Treatment Medium (short-term exposure): MEM medium with 0% FBS
After Treatment Medium / Treatment Medium (long-term exposure): MEM medium with 10% FBS and 1.5 μg/mL cytochalasin B




- Properly maintained: yes
Metabolic activation:
with and without
Metabolic activation system:
cofactor supplemented post-mitochondrial fraction (S9 mix), prepared from the livers of male Wistar rats treated with phenobarbital (80 mg/kg bw) and ß-naphthoflavone (100 mg/kg bw)
Test concentrations with justification for top dose:
Pre-experiment: 7.8, 15.6, 31.3, 62.5, 125, 250, 500, 1000, 2000 and 2500 μg/mL
Experiment I (short-term exposure 4 h, without and with metabolic activation): 0.5, 1.0, 2.5, 5, 10, 15 and 25 μg/mL
Experiment II (long-term exposure 24 h, without metabolic activation): 1.0, 2.5, 5, 10, 15, 25, 50 and 100 μg/mL

The selection of the concentrations was based on data from the pre-experiment. Precipitation of the test item was noted at 15 μg/mL and higher with and without metabolic activation in experiment I and at 25 μg/mL and higher in experiment II in the cultures at the end of treatment.
Vehicle / solvent:
- Vehicle(s)/solvent(s) used: THF 0.5% v/v in cell culture medium
- Justification for choice of solvent/vehicle: It was not possible to prepare a solution of the test item with cell culture medium. Therefore, the test item was dissolved in tetrahydrofuran (THF) and diluted in cell culture medium to reach a final concentration of 0.5% v/v THF and the final test item concentrations in the samples. The solvent was compatible with the survival of the cells and the S9 activity.
Untreated negative controls:
yes
Remarks:
cell culture medium
Negative solvent / vehicle controls:
yes
Remarks:
cell culture medium with 0.5% (v/v) THF
True negative controls:
no
Positive controls:
yes
Positive control substance:
cyclophosphamide
methylmethanesulfonate
other: colchicine
Details on test system and experimental conditions:
METHOD OF APPLICATION: in medium
- Cell density at seeding: 5 x 10E05 cells

DURATION
- Preincubation period: approx. 48 h
- Exposure duration: 4 h (experiment I), 24 h (experiment II)
- Cytochalasin B exposure: 20 h (experiment I), 23 h (experiment II):
- Preparation interval: 24 h (experiment I and II):
- Total culture period (exposure started 48 h after culture initiation): 72 h (experiment I and II)

NUMBER OF REPLICATIONS:
Duplicate cultures were performed at each concentration level

CONCENTRATIONS FOR MICROSCOPIC ANALYSES:
The following concentrations were selected for the microscopic analyses of micronuclei frequencies. The selection of the maximum concentration was based on occurrence of precipitation of the test item for all experimental conditions.
Experiment I (short-term exposure 4 h, without and with metabolic activation): 5, 10 and 15 μg/mL
Experiment II (long-term exposure 24 h, without metabolic activation): 10, 15 and 25 μg/mL

METHODS OF SLIDE PREPARATION AND STAINING TECHNIQUE USED:
After cultivation, the complete culture medium was removed and cells were trypsinated and resuspended in about 9 mL complete culture medium. The cultures were transferred into tubes and incubated with hypotonic solution (0.4% KCl) for some minutes at room temperature. After the treatment with the hypotonic solution the cells were fixed with methanol and glacial acetic acid (3 + 1). The cells were resuspended gently and the suspension was dropped onto clean glass slides. The cells were then dried on a heating plate. Finally, the cells were stained with acridine orange solution.
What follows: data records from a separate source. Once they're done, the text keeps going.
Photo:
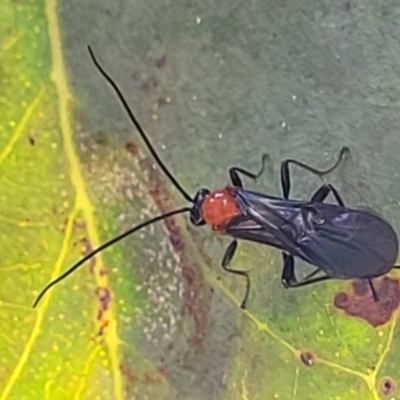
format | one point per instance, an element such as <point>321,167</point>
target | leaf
<point>155,317</point>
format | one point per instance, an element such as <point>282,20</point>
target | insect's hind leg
<point>322,193</point>
<point>285,172</point>
<point>289,279</point>
<point>235,171</point>
<point>226,259</point>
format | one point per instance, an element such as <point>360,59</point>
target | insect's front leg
<point>285,172</point>
<point>235,171</point>
<point>226,259</point>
NUMBER OF CELLS EVALUATED:
At least 2000 binucleated cells per concentration (1000 binucleated cells per slide) were analysed.

CRITERIA FOR MICRONUCLEUS IDENTIFICATION:
Clearly surrounded by a nuclear membrane, having an area of less than one-third of that of the main nucleus, being located within the cytoplasm of the cell and not linked to the main nucleus via nucleoplasmic bridges. Mononucleated and multinucleated cells and cells with more than six micronuclei were not considered.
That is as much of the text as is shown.